Once upon a time as recently as yesterday, I lived in a world in which Google Translate was an imperfect but useful tool. I could ask it my best guess of what someone had said to me, and it would spit out a decent explantion of what we were talking about. I could point my phone camera at a wall-label in a museum, and out would come the information I was reading about in a language I can speak. This all was incredibly useful, particularly on my Asian trip last summer.
Another thing I happened to use Google Translate for was as a short-cut in my research. Now, I’ve been trained up with the best of them. I know that looking at the original language of, say, a medieval charter is the best and most accurate way to understand that document’s meaning. Nevertheless, when working at volume, it can be handy to skim, and while I can get in the groove with modern German, my medieval Alemannic dialect reading is slower-paced. If I want a really fast assessment of something, there’s nothing like my native tongue, which is English, as you’ve probably guessed by now.

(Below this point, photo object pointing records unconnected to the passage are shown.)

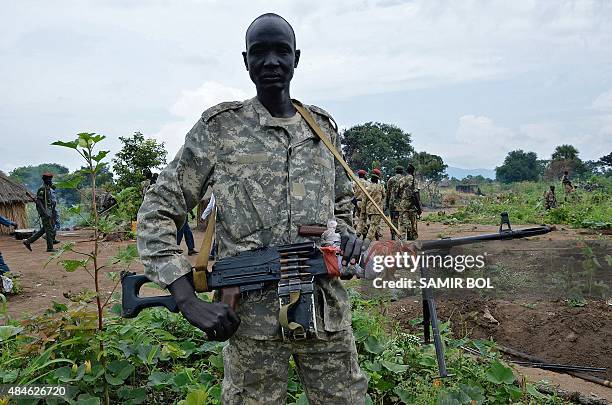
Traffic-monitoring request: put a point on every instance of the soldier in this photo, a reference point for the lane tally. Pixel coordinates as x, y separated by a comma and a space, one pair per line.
408, 207
567, 184
270, 174
44, 206
550, 200
377, 192
391, 201
362, 218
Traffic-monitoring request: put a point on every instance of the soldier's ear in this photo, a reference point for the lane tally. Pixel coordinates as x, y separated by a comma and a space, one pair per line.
297, 58
246, 64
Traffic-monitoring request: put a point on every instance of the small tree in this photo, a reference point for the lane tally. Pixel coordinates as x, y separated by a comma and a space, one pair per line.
90, 261
385, 144
518, 166
137, 153
431, 170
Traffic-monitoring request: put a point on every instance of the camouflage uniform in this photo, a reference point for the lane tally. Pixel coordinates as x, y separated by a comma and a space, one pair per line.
392, 201
362, 223
377, 191
550, 199
568, 188
408, 212
43, 195
269, 176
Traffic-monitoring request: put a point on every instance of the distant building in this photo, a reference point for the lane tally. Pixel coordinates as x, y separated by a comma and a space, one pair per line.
13, 200
466, 188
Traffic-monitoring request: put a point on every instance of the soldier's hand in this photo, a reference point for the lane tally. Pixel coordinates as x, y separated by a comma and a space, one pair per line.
216, 319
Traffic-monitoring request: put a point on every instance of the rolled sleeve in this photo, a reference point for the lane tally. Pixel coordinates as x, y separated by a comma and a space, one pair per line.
343, 207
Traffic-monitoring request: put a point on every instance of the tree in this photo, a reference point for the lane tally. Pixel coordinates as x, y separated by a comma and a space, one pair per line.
367, 143
31, 178
431, 170
104, 177
136, 154
564, 158
565, 152
518, 166
429, 167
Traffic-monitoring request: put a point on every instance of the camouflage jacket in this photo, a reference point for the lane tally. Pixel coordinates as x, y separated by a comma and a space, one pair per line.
269, 176
358, 193
405, 190
45, 197
377, 192
392, 186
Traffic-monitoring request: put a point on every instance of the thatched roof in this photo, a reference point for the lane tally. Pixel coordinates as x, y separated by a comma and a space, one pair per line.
11, 192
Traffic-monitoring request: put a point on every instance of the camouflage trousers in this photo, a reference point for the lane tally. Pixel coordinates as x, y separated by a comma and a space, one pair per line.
362, 224
395, 222
375, 227
408, 224
256, 371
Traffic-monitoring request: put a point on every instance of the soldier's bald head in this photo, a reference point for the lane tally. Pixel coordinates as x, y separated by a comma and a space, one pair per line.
266, 20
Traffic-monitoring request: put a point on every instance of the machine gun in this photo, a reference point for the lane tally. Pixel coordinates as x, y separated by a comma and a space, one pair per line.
293, 268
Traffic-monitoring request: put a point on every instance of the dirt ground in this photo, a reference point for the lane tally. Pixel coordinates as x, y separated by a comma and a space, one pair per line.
538, 325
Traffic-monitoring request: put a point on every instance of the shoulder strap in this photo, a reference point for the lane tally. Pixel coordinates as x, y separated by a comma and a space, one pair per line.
317, 130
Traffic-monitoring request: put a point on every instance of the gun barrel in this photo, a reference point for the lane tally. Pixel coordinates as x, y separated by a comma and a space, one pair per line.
504, 235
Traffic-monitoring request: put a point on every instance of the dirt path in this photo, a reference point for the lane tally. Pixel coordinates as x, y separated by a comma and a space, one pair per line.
43, 285
542, 327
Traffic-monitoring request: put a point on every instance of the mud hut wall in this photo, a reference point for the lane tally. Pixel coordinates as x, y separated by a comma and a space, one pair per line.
15, 212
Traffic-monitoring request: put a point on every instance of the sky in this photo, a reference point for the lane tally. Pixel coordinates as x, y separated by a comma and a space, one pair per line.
470, 80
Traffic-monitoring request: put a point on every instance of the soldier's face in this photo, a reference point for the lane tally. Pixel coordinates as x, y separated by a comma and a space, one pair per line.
271, 56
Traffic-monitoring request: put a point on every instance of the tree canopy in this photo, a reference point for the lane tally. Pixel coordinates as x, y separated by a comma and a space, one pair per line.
372, 142
429, 167
136, 154
518, 166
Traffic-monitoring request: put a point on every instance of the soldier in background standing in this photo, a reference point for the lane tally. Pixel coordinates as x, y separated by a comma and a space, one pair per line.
550, 200
568, 188
45, 207
392, 202
361, 224
408, 206
377, 192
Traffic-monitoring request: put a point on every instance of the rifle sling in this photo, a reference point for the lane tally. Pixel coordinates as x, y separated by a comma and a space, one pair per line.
283, 314
201, 267
319, 132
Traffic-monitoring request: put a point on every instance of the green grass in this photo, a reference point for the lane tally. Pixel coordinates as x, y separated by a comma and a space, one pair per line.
525, 205
159, 357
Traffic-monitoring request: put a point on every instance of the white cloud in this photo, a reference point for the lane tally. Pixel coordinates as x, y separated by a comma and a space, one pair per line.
188, 108
603, 102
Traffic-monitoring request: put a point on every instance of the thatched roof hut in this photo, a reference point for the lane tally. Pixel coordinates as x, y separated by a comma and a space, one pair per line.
13, 199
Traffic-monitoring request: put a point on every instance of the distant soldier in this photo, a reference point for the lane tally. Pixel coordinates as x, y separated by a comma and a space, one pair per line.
45, 207
362, 218
377, 192
550, 200
146, 183
567, 184
392, 202
6, 222
409, 205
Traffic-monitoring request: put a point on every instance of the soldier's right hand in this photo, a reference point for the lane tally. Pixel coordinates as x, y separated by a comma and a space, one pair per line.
215, 318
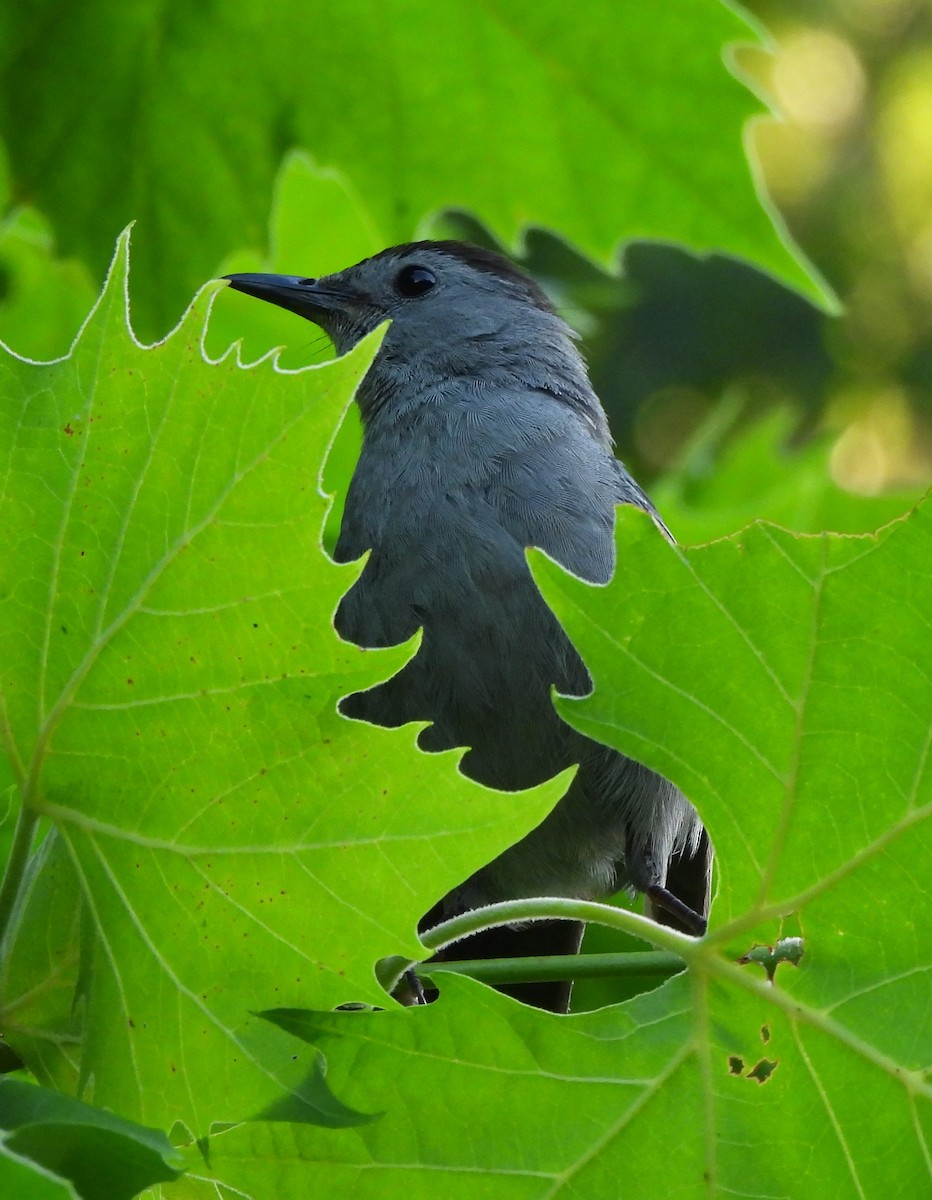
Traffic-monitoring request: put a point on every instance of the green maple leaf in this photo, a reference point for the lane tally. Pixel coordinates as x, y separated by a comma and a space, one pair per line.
223, 839
606, 123
783, 682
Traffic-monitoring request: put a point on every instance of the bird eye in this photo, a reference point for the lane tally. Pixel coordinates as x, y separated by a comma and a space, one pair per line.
414, 281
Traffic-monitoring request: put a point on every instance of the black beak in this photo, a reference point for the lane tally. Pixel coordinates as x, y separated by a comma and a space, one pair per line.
292, 292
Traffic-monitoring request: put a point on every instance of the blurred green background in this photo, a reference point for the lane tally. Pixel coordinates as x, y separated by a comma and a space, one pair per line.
689, 351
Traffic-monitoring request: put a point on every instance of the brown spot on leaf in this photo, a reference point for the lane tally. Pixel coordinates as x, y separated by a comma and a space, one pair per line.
762, 1071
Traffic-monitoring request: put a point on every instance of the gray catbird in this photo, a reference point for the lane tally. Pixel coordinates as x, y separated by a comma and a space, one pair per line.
482, 436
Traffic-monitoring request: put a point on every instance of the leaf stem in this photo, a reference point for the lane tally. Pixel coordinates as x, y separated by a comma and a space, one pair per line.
551, 967
16, 867
558, 907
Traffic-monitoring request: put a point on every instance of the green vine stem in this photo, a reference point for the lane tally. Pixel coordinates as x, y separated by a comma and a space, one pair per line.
16, 868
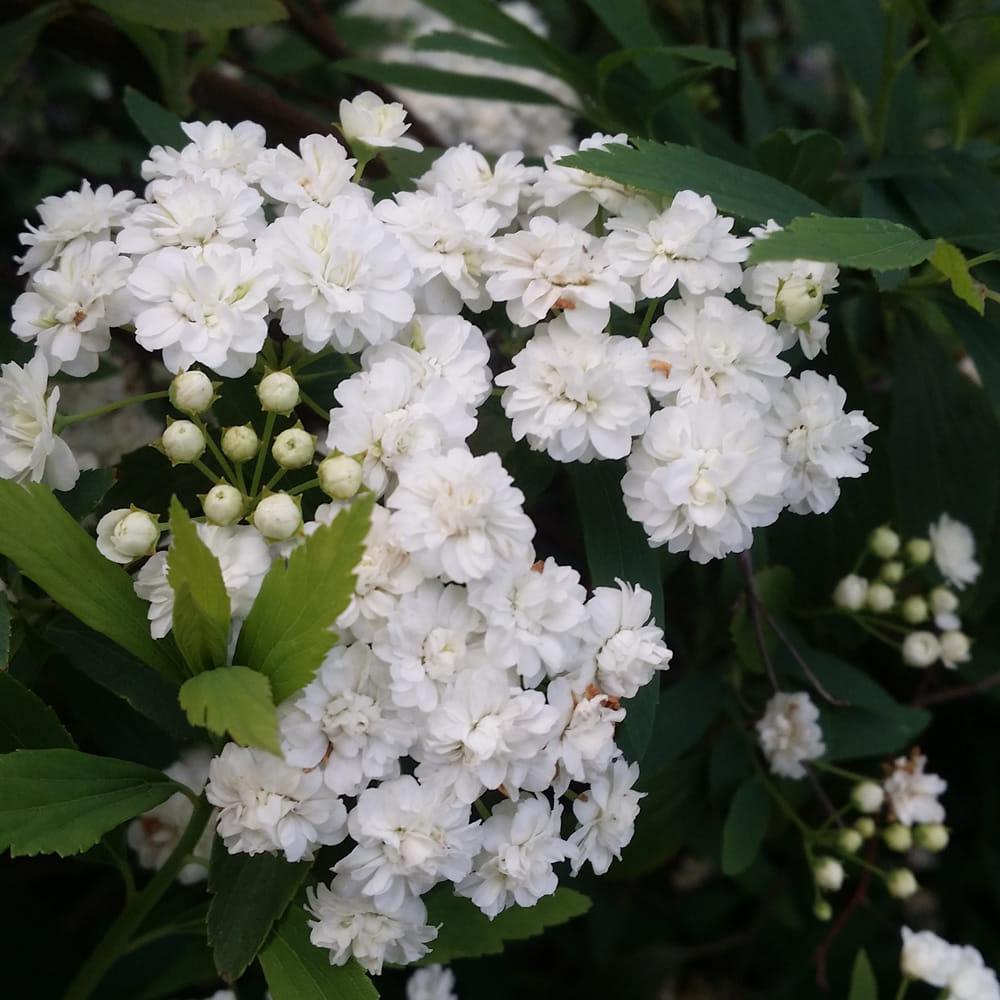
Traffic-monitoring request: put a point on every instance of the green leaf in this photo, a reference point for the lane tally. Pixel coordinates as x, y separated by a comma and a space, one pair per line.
466, 933
195, 15
288, 631
867, 244
666, 168
26, 722
158, 126
63, 801
951, 262
201, 605
617, 549
746, 825
863, 983
234, 700
295, 969
250, 893
49, 547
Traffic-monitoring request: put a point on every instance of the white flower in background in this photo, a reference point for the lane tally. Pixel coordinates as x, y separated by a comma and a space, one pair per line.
202, 307
532, 618
954, 548
790, 734
369, 120
342, 276
578, 396
348, 924
484, 733
553, 265
266, 805
606, 814
913, 794
703, 476
155, 834
688, 244
69, 310
707, 349
823, 443
87, 212
575, 194
184, 212
30, 450
521, 843
627, 646
459, 515
343, 723
409, 837
213, 146
243, 557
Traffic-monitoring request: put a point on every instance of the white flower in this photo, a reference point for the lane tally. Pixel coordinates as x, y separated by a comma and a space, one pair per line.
349, 925
30, 450
266, 805
207, 307
553, 265
913, 794
576, 194
409, 837
532, 618
954, 548
521, 843
790, 734
823, 443
485, 733
155, 834
706, 349
606, 813
65, 218
342, 276
627, 645
69, 311
688, 244
243, 558
703, 476
343, 723
459, 515
577, 395
369, 120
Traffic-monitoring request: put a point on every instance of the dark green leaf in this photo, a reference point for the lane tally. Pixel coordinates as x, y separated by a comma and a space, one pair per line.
250, 893
63, 801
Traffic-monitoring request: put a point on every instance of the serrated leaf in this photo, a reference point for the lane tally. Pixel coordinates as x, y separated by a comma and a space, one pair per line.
666, 168
234, 700
49, 547
250, 893
295, 969
866, 244
63, 801
288, 631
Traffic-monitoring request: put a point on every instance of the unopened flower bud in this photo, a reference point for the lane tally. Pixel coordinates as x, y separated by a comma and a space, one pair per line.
223, 504
191, 392
278, 517
914, 610
240, 444
851, 592
294, 448
921, 649
867, 796
339, 476
278, 392
901, 883
883, 542
183, 442
897, 837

So, when looking over the roughly 200 charters relevant to the current chapter, I’ve been going through them quickly via google translate to see if there’s utility in doing the close-up work of line-by-line and word-by-word reading. About one out of every 5 will have a topic of particular interest. I can skim a 69-line whole-side-of-a-cow sized parchment charter in its janky English translation in about 10 minutes. I can read said document directly in something more like 45 minutes.
Let’s think about the math:
- To skim English: 10x200 = 2,000 minutes, or roughly 30 hours of reading.
- To read medieval Alemannic: 45x200=9,000, or roughly 150 hours of reading
Okay, I’ll even be fair; add back another 20 hours for going through the targeted documents in detail and I’m still looking at the difference between 50 hours of work and 150 hours of work.
Why am I heated up about this topic? Well, they broke google translate last night.
Let me say that again, with all the feels:
THEY BROKE GOOGLE TRANSLATE LAST NIGHT.
I have receipts, of course. I’m going to share just one, because it’s been a long and stressful day this morning (bwahaha).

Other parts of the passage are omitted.